Entre idas, venidas, fríos polares, pelis de miedo, salchichas, ensaladitas, patatitas y azúcares nocturnos tuvimos que volver a Västeras, ciudad que es mi actual hogar y reventados como estábamos teníamos que subir andado hasta casa, pero no importaba porque habíamos disfrutado de 5 días de campo.

Hasta la próxima aventurilla...




Martita

domingo, 6 de febrero de 2011

Caminando por el bosque larala la entre flores vi que había uaau...

Una semana en Västeras...

Un domingo de paseo...

Un bosque cercano...

Un día espléndido para pasear...

Tres estudiantes que no tienen nada que hacer y deciden ir a dar una vuelta por las inmediaciones de su residencia...

¿El resultado?

Ya llevamos una semana aquí, y parece que no ha pasado nada de tiempo, y eso que estamos casi "sin nada que hacer", pero han sucedido varias cosas ya, la primera fiesta, las primeras compras, y el paseo por el bosque. 

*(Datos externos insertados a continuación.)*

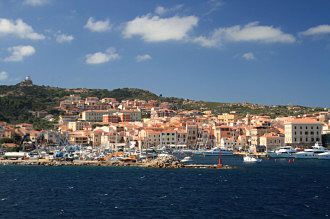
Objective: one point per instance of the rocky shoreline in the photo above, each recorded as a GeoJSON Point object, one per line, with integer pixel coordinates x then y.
{"type": "Point", "coordinates": [161, 162]}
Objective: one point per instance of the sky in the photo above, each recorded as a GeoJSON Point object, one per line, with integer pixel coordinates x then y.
{"type": "Point", "coordinates": [273, 52]}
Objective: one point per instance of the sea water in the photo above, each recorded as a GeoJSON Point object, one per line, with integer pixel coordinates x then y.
{"type": "Point", "coordinates": [257, 190]}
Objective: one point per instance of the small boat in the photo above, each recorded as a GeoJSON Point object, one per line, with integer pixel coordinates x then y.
{"type": "Point", "coordinates": [216, 152]}
{"type": "Point", "coordinates": [251, 158]}
{"type": "Point", "coordinates": [312, 153]}
{"type": "Point", "coordinates": [187, 160]}
{"type": "Point", "coordinates": [324, 156]}
{"type": "Point", "coordinates": [283, 152]}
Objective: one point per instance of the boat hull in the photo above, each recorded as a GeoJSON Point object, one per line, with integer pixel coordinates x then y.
{"type": "Point", "coordinates": [223, 153]}
{"type": "Point", "coordinates": [280, 155]}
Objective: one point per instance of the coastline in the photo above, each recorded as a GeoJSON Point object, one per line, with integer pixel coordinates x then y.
{"type": "Point", "coordinates": [103, 163]}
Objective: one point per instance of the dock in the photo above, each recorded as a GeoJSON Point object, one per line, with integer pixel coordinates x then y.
{"type": "Point", "coordinates": [104, 163]}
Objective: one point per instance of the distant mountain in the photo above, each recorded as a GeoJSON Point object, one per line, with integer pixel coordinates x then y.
{"type": "Point", "coordinates": [17, 100]}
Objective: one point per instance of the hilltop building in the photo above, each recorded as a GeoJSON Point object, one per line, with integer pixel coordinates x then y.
{"type": "Point", "coordinates": [26, 83]}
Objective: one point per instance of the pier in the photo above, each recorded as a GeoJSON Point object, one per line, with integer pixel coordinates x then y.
{"type": "Point", "coordinates": [106, 163]}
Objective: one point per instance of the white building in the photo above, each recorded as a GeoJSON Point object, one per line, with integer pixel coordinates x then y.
{"type": "Point", "coordinates": [303, 132]}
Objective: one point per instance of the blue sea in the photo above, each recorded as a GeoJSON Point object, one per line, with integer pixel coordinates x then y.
{"type": "Point", "coordinates": [269, 189]}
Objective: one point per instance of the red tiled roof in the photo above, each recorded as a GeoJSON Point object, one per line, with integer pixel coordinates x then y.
{"type": "Point", "coordinates": [303, 121]}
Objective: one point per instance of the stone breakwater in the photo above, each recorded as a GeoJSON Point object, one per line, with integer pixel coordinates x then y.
{"type": "Point", "coordinates": [160, 162]}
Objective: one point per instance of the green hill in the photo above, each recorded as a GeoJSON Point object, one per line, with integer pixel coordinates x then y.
{"type": "Point", "coordinates": [16, 101]}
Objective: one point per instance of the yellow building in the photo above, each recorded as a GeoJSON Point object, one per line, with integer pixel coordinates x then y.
{"type": "Point", "coordinates": [227, 118]}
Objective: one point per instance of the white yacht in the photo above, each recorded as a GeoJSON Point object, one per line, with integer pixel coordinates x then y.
{"type": "Point", "coordinates": [251, 158]}
{"type": "Point", "coordinates": [324, 156]}
{"type": "Point", "coordinates": [285, 152]}
{"type": "Point", "coordinates": [314, 152]}
{"type": "Point", "coordinates": [187, 160]}
{"type": "Point", "coordinates": [216, 152]}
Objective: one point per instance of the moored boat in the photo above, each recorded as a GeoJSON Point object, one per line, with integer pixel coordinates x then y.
{"type": "Point", "coordinates": [283, 152]}
{"type": "Point", "coordinates": [216, 152]}
{"type": "Point", "coordinates": [251, 158]}
{"type": "Point", "coordinates": [324, 156]}
{"type": "Point", "coordinates": [187, 160]}
{"type": "Point", "coordinates": [312, 153]}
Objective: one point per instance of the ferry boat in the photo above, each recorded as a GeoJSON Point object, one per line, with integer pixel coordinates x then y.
{"type": "Point", "coordinates": [283, 152]}
{"type": "Point", "coordinates": [216, 152]}
{"type": "Point", "coordinates": [251, 158]}
{"type": "Point", "coordinates": [312, 153]}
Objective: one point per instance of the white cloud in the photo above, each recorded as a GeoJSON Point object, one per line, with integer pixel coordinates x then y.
{"type": "Point", "coordinates": [19, 52]}
{"type": "Point", "coordinates": [62, 38]}
{"type": "Point", "coordinates": [318, 30]}
{"type": "Point", "coordinates": [3, 75]}
{"type": "Point", "coordinates": [160, 10]}
{"type": "Point", "coordinates": [155, 29]}
{"type": "Point", "coordinates": [248, 56]}
{"type": "Point", "coordinates": [142, 58]}
{"type": "Point", "coordinates": [214, 6]}
{"type": "Point", "coordinates": [35, 2]}
{"type": "Point", "coordinates": [18, 28]}
{"type": "Point", "coordinates": [100, 57]}
{"type": "Point", "coordinates": [252, 32]}
{"type": "Point", "coordinates": [98, 26]}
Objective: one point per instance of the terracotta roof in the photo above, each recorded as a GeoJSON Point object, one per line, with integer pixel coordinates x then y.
{"type": "Point", "coordinates": [303, 121]}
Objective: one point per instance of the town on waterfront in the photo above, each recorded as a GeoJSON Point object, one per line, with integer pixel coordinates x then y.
{"type": "Point", "coordinates": [136, 130]}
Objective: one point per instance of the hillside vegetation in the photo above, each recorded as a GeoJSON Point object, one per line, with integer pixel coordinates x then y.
{"type": "Point", "coordinates": [16, 101]}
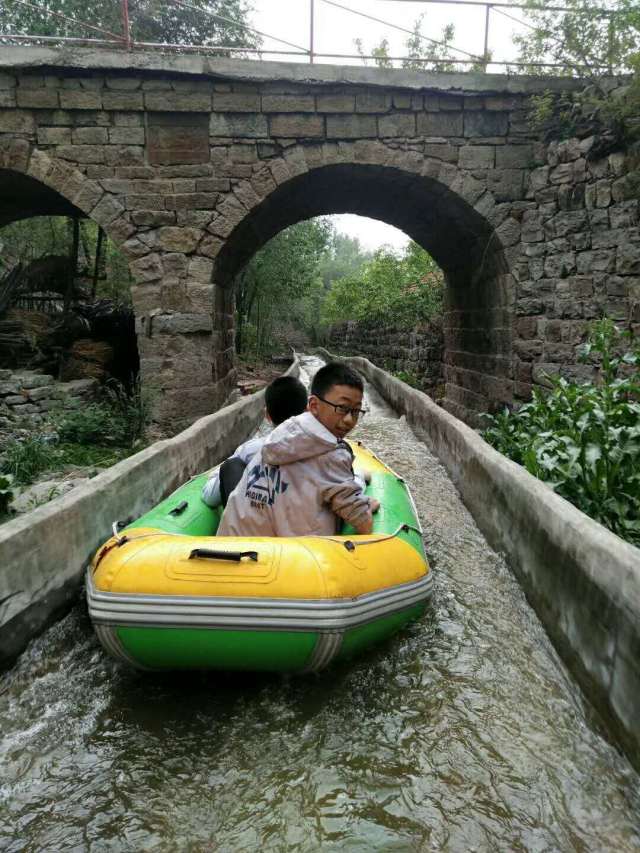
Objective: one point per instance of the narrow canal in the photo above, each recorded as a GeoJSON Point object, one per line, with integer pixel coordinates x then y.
{"type": "Point", "coordinates": [464, 733]}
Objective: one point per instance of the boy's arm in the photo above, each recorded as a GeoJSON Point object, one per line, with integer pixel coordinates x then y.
{"type": "Point", "coordinates": [211, 490]}
{"type": "Point", "coordinates": [211, 494]}
{"type": "Point", "coordinates": [343, 494]}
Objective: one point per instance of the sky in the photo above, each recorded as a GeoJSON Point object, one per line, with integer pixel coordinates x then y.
{"type": "Point", "coordinates": [335, 31]}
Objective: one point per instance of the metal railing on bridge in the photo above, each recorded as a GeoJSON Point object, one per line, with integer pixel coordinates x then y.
{"type": "Point", "coordinates": [463, 59]}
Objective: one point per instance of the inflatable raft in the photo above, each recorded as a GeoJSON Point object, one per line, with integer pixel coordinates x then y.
{"type": "Point", "coordinates": [165, 593]}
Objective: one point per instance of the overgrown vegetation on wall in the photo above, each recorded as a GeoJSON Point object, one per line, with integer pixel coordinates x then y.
{"type": "Point", "coordinates": [583, 439]}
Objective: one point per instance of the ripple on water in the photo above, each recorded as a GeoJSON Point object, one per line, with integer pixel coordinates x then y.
{"type": "Point", "coordinates": [462, 733]}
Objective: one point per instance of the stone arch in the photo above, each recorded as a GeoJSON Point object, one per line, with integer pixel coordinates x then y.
{"type": "Point", "coordinates": [445, 210]}
{"type": "Point", "coordinates": [79, 193]}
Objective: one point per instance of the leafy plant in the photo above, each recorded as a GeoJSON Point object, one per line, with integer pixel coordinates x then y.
{"type": "Point", "coordinates": [118, 421]}
{"type": "Point", "coordinates": [6, 493]}
{"type": "Point", "coordinates": [583, 439]}
{"type": "Point", "coordinates": [408, 287]}
{"type": "Point", "coordinates": [25, 458]}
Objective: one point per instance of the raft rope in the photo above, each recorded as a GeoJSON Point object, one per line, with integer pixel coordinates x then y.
{"type": "Point", "coordinates": [348, 543]}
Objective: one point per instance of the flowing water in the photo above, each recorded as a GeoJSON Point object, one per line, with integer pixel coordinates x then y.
{"type": "Point", "coordinates": [464, 733]}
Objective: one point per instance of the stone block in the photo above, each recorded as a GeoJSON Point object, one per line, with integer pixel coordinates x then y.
{"type": "Point", "coordinates": [89, 136]}
{"type": "Point", "coordinates": [236, 102]}
{"type": "Point", "coordinates": [124, 155]}
{"type": "Point", "coordinates": [191, 201]}
{"type": "Point", "coordinates": [397, 124]}
{"type": "Point", "coordinates": [335, 103]}
{"type": "Point", "coordinates": [481, 123]}
{"type": "Point", "coordinates": [54, 135]}
{"type": "Point", "coordinates": [43, 99]}
{"type": "Point", "coordinates": [373, 102]}
{"type": "Point", "coordinates": [28, 381]}
{"type": "Point", "coordinates": [122, 101]}
{"type": "Point", "coordinates": [175, 139]}
{"type": "Point", "coordinates": [560, 266]}
{"type": "Point", "coordinates": [175, 239]}
{"type": "Point", "coordinates": [514, 156]}
{"type": "Point", "coordinates": [147, 268]}
{"type": "Point", "coordinates": [628, 259]}
{"type": "Point", "coordinates": [440, 124]}
{"type": "Point", "coordinates": [197, 102]}
{"type": "Point", "coordinates": [477, 156]}
{"type": "Point", "coordinates": [442, 151]}
{"type": "Point", "coordinates": [182, 324]}
{"type": "Point", "coordinates": [16, 122]}
{"type": "Point", "coordinates": [297, 126]}
{"type": "Point", "coordinates": [288, 104]}
{"type": "Point", "coordinates": [154, 218]}
{"type": "Point", "coordinates": [78, 99]}
{"type": "Point", "coordinates": [126, 136]}
{"type": "Point", "coordinates": [506, 184]}
{"type": "Point", "coordinates": [241, 126]}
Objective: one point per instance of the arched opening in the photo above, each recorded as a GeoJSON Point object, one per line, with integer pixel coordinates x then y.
{"type": "Point", "coordinates": [65, 287]}
{"type": "Point", "coordinates": [464, 244]}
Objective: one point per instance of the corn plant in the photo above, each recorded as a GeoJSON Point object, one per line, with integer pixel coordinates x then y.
{"type": "Point", "coordinates": [583, 439]}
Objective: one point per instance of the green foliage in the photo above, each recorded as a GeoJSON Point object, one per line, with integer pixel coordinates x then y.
{"type": "Point", "coordinates": [581, 36]}
{"type": "Point", "coordinates": [6, 493]}
{"type": "Point", "coordinates": [118, 421]}
{"type": "Point", "coordinates": [25, 458]}
{"type": "Point", "coordinates": [423, 54]}
{"type": "Point", "coordinates": [408, 377]}
{"type": "Point", "coordinates": [150, 20]}
{"type": "Point", "coordinates": [27, 240]}
{"type": "Point", "coordinates": [583, 439]}
{"type": "Point", "coordinates": [405, 288]}
{"type": "Point", "coordinates": [281, 285]}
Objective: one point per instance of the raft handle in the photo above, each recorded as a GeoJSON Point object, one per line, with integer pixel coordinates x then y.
{"type": "Point", "coordinates": [234, 556]}
{"type": "Point", "coordinates": [180, 508]}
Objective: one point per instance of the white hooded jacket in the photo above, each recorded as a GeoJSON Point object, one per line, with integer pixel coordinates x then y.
{"type": "Point", "coordinates": [299, 484]}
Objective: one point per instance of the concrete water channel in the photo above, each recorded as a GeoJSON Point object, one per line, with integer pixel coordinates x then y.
{"type": "Point", "coordinates": [463, 733]}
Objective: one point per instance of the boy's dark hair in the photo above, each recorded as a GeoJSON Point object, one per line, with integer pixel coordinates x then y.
{"type": "Point", "coordinates": [335, 373]}
{"type": "Point", "coordinates": [285, 397]}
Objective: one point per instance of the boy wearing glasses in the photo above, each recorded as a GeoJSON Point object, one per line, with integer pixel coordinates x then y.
{"type": "Point", "coordinates": [301, 482]}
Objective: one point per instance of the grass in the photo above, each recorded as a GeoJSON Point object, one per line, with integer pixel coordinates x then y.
{"type": "Point", "coordinates": [98, 434]}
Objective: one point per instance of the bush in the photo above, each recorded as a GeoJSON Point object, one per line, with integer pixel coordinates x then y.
{"type": "Point", "coordinates": [6, 494]}
{"type": "Point", "coordinates": [25, 458]}
{"type": "Point", "coordinates": [118, 421]}
{"type": "Point", "coordinates": [583, 439]}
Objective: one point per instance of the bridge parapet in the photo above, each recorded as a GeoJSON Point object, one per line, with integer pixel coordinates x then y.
{"type": "Point", "coordinates": [191, 164]}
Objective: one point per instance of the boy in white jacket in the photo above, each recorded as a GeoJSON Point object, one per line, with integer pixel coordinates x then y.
{"type": "Point", "coordinates": [285, 397]}
{"type": "Point", "coordinates": [301, 482]}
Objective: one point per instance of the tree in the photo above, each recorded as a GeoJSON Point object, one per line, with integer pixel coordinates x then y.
{"type": "Point", "coordinates": [281, 285]}
{"type": "Point", "coordinates": [402, 288]}
{"type": "Point", "coordinates": [150, 20]}
{"type": "Point", "coordinates": [423, 54]}
{"type": "Point", "coordinates": [594, 37]}
{"type": "Point", "coordinates": [344, 256]}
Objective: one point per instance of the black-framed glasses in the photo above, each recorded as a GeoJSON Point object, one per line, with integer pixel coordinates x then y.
{"type": "Point", "coordinates": [343, 410]}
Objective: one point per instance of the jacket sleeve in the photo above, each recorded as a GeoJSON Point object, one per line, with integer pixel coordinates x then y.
{"type": "Point", "coordinates": [340, 490]}
{"type": "Point", "coordinates": [211, 494]}
{"type": "Point", "coordinates": [211, 490]}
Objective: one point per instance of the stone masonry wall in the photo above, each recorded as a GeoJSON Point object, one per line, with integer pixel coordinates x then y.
{"type": "Point", "coordinates": [27, 397]}
{"type": "Point", "coordinates": [191, 169]}
{"type": "Point", "coordinates": [417, 352]}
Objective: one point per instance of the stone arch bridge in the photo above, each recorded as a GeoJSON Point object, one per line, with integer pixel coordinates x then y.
{"type": "Point", "coordinates": [191, 164]}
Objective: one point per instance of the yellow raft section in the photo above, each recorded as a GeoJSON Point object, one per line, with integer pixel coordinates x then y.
{"type": "Point", "coordinates": [304, 567]}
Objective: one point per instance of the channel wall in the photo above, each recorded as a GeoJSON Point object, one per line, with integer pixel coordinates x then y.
{"type": "Point", "coordinates": [44, 553]}
{"type": "Point", "coordinates": [582, 580]}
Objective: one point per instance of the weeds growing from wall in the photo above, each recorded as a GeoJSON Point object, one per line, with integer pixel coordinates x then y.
{"type": "Point", "coordinates": [583, 439]}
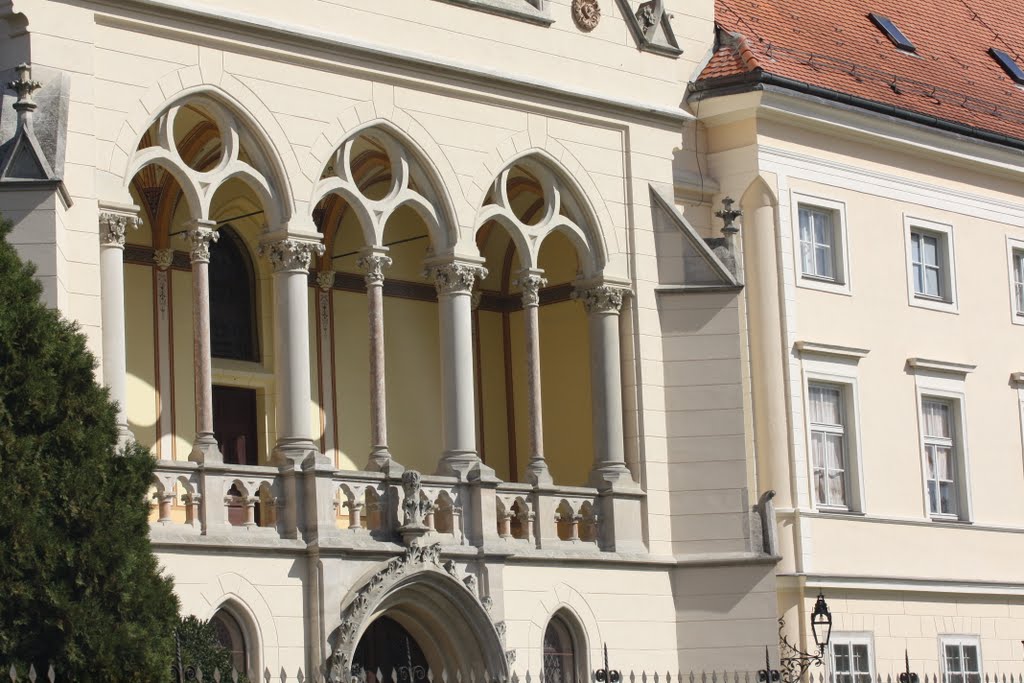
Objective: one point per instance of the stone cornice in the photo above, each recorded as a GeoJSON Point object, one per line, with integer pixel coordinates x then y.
{"type": "Point", "coordinates": [428, 66]}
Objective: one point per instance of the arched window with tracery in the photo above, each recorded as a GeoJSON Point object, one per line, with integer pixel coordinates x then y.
{"type": "Point", "coordinates": [560, 659]}
{"type": "Point", "coordinates": [231, 638]}
{"type": "Point", "coordinates": [232, 299]}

La primera fiesta transcurrió con normalidad, se realizó en la common room y en ella había más gente que en la guerra, de hecho no es tan grande como yo pensaba. Pero allí eso no importaba, gente de distintas nacionalidades se juntaba para celebrar el cumpleaños de una chica, no importaba si eras bajo o alto, guapo o feo, portugués o alemán, solo importaba compartir un ratito juntos. Así, mi primera impresión de la fiesta fue buena, sin ningún altercado (o por lo menos que yo sepa) y con gente muy distinta.


Ahí estábamos Gon y yo conociéndo gente diferente y con ganas de pasarlo bien, aunque algunos de los que allí había pusieran extrañas caras...


En fins...

El domingo llegaba y con él el fin del fin de semana... pero por la mañana como buenos domingueros decidimos irnos a dar un paseo por el bosque que tenemos aquí detrás de la resi, con la sorpresa de que justo en el bosque hay como barrios de casitas metidas entre los árboles.


Con sus garages correspondientes...


Y otros barrios más según avanzábamos...


Y así caminando y caminando descubrimos algo que nos hizo volver a nuestra infancia...




Un parque con columpios en medio de aquella maraña de árboles, de pinos, pero lo más curioso es lo siguiente

¿Será donde los abuelos suecos juegan a la petanca? O por el contrario ¿será donde los niños pequeños juegan con la arena? Creo que hasta la primavera y el deshielo no lo podremos saber.

Volviendo ya hacia casa vimos algo muy muy deseado...


El Burger King de Västeras! Muy bien, no está lejos de casa así que es bueno saberlo en caso de urgencia. Y finalmente cuando nos dimos cuenta de que estábamos llegando de nuevo al hogar fue cuando avistamos los apartamentos BENIDORM primera linea de playa



Esto ha sido todo por hoy, un largo día con algunas cosas que contar, seguiré informando desde Sweden.